Designing an Optimal Sensor Network via Minimizing Information Loss
Daniel Waxman, Fernando Llorente, Katia Lamer, Petar M. Djurić
TL;DR
The paper tackles sensor placement for spatiotemporal processes by leveraging physics-based simulations within a Bayesian experimental design framework. It introduces the Minimizing Information Loss (MIL) criterion, grounded in a sparse variational Gaussian process (ST-SVGP) backbone, to select sensor locations that preserve information captured by simulators while enabling scalable, continuous optimization. MIL connects to inducing-point variational inference, allowing joint learning of hyperparameters and sensor placements, and accommodates practicalities like existing sensors and sensor removal. A Phoenix, Arizona case study using the Weather Research and Forecasting model demonstrates that MIL-based designs with relatively few sensors achieve superior predictive performance and calibrated uncertainty compared with traditional baselines, highlighting the approach’s potential for climate and physics-informed sensing tasks.
Abstract
Optimal experimental design is a classic topic in statistics, with many well-studied problems, applications, and solutions. The design problem we study is the placement of sensors to monitor spatiotemporal processes, explicitly accounting for the temporal dimension in our modeling and optimization. We observe that recent advancements in computational sciences often yield large datasets based on physics-based simulations, which are rarely leveraged in experimental design.
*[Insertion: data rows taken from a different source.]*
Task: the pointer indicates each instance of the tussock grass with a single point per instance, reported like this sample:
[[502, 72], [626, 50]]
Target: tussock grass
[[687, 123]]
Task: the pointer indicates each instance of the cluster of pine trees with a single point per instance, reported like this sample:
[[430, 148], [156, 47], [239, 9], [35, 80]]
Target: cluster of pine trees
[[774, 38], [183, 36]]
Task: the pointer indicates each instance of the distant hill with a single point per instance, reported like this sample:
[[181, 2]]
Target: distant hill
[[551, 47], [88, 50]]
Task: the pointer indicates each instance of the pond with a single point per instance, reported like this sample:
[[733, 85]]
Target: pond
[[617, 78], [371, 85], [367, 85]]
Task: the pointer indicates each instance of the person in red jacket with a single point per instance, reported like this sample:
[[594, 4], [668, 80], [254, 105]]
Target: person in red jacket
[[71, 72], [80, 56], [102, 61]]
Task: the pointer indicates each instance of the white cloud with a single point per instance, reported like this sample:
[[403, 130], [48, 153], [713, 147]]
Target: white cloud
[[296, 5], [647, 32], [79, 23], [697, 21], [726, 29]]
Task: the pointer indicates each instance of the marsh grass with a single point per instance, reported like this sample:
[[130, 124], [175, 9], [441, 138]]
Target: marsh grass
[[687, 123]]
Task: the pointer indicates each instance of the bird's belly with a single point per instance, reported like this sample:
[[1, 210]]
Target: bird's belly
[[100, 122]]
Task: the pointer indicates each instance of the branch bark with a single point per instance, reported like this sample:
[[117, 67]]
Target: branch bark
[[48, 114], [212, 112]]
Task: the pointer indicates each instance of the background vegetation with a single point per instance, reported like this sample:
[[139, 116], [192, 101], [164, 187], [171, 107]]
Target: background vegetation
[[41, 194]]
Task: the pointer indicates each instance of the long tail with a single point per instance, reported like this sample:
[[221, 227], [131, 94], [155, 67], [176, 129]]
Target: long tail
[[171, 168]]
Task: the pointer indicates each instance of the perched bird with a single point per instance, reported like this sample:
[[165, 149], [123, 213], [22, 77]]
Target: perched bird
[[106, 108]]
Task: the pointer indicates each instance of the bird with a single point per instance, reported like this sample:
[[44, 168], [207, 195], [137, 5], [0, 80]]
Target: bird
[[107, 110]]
We introduce a novel model-based sensor placement criterion, along with a highly-efficient optimization algorithm, which integrates physics-based simulations and Bayesian experimental design principles to identify sensor networks that "minimize information loss" from simulated data. Our technique relies on sparse variational inference and (separable) Gauss-Markov priors, and thus may adapt many techniques from Bayesian experimental design. We validate our method through a case study monitoring air temperature in Phoenix, Arizona, using state-of-the-art physics-based simulations. Our results show our framework to be superior to random or quasi-random sampling, particularly with a limited number of sensors. We conclude by discussing practical considerations and implications of our framework, including more complex modeling tools and real-world deployments.